Все это накладывалось и на слабое понимание иностранцами некоторых корейских реалий. Например, специалисты знают, что в традиционной Корее вообще нет кладбищ, т. к. народ хоронит своих покойников на склонах гор и в иных благоприятных согласно фэншую местах. В условиях катастрофы такое чревато возможностью эпидемии, и власть пыталась организовать захоронения в братских могилах. Для этого тела стаскивались к дорогам, где их должны были грузить на грузовики и отвозить к местам захоронений. Но на непосвященный взгляд это были «неприбранные тела, которые валяются прямо на улицах и дорогах».

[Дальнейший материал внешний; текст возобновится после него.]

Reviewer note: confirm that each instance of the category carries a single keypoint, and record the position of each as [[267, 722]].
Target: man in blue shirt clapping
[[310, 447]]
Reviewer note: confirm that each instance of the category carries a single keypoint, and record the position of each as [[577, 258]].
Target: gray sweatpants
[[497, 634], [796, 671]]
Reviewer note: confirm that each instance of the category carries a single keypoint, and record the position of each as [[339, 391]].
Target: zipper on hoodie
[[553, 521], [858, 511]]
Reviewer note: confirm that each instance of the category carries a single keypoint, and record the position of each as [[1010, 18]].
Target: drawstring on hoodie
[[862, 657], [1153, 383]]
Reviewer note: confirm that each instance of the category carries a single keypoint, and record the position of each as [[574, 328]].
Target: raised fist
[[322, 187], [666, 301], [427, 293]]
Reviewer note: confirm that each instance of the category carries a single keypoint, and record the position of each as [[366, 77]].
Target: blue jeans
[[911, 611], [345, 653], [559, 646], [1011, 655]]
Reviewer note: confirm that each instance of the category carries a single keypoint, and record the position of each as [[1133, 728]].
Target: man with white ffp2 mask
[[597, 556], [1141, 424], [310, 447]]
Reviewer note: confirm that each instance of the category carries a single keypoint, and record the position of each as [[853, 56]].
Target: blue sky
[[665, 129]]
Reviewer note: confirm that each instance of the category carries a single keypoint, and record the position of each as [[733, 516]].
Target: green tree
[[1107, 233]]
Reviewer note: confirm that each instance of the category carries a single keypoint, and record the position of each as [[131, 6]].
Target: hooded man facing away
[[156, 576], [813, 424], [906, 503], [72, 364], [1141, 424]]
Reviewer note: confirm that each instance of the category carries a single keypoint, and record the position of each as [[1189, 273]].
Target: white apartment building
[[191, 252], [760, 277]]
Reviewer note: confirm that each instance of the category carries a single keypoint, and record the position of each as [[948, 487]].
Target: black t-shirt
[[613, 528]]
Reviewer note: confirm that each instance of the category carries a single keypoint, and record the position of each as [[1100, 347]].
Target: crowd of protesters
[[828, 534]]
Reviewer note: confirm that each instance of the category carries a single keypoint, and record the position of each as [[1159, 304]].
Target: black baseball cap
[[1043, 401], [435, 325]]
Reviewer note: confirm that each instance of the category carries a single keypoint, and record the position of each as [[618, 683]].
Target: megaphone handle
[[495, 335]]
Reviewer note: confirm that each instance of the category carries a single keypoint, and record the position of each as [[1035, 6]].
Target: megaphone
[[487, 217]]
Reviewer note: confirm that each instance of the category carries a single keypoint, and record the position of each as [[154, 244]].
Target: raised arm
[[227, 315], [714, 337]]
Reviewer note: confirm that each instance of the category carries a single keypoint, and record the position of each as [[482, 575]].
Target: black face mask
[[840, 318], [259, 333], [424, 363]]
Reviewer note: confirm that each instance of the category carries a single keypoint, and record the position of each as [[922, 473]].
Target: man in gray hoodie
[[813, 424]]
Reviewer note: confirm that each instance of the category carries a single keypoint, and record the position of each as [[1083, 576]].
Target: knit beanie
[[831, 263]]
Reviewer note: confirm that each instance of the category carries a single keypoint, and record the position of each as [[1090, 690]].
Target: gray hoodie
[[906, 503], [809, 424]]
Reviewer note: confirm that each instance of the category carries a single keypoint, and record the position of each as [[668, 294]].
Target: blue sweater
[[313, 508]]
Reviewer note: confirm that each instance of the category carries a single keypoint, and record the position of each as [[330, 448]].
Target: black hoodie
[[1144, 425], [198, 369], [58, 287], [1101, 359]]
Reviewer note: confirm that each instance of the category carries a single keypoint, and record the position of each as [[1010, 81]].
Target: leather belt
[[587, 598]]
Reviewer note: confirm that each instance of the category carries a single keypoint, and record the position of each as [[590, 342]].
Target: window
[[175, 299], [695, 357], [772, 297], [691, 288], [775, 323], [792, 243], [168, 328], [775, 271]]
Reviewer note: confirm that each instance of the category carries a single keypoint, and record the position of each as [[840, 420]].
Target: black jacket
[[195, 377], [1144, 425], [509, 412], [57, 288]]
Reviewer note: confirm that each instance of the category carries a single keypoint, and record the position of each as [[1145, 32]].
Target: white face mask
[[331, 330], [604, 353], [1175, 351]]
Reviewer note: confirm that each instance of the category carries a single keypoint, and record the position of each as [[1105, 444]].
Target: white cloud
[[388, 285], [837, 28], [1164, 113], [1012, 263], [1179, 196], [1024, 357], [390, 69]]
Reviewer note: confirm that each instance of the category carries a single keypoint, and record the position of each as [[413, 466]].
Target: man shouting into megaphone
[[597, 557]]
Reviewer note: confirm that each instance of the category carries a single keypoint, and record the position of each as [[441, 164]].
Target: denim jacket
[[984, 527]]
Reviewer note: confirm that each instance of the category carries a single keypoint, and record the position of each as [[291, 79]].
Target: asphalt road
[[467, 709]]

Однако наиболее примечательной среди допущенных северянами «ошибок» было конфуцианское стремление властей сохранить лицо. Когда активисты европейских гуманитарных организаций попали в зону бедствия, вместо того, чтобы показать им реальную картину гуманитарной катастрофы, северокорейцы удалили с глаз долой всех нищих, убогих, убрали валяющиеся повсюду мертвые тела и предоставили иностранцам возможность общаться только с идеологически проверенными членами партии или военными. Реакция на потемкинскую деревню была предсказуема.
Складывается впечатление, что если убрать с чаши весов хотя бы одну из перечисленных «гирек», ситуация была бы гораздо менее трагичной. Более того, ни одна из причин кризиса не довлеет над другими настолько, чтобы ее можно было назвать главной причиной голода. Если же рассматривать меру ответственности руководства, то, анализируя все причины, видно, что она есть, однако говорить о том, что Ким Чен Ир несёт за голод основную ношу – значит поддаваться пропаганде. Хватало ошибок, хватало не совсем верных технических решений, однако представлять ситуацию как осознанное доведение страны до ручки не следует.
С другой стороны, не следует и полностью перекладывать ответственность на Ельцина или Ким Ён Сама, хотя с моей личной точки зрения те, кто в критической ситуации выбрали «преступное бездействие» и решили, «чем хуже, тем лучше», несут достаточную ответственность за происходящее. Именно потому, что их действия никак нельзя представить, как неочевидную ошибку.
Константин Асмолов, кандидат исторических наук, ведущий научный сотрудник Центра корейских исследований Института Дальнего Востока РАН, специально для Интернет-журнала «Новое Восточное Обозрение».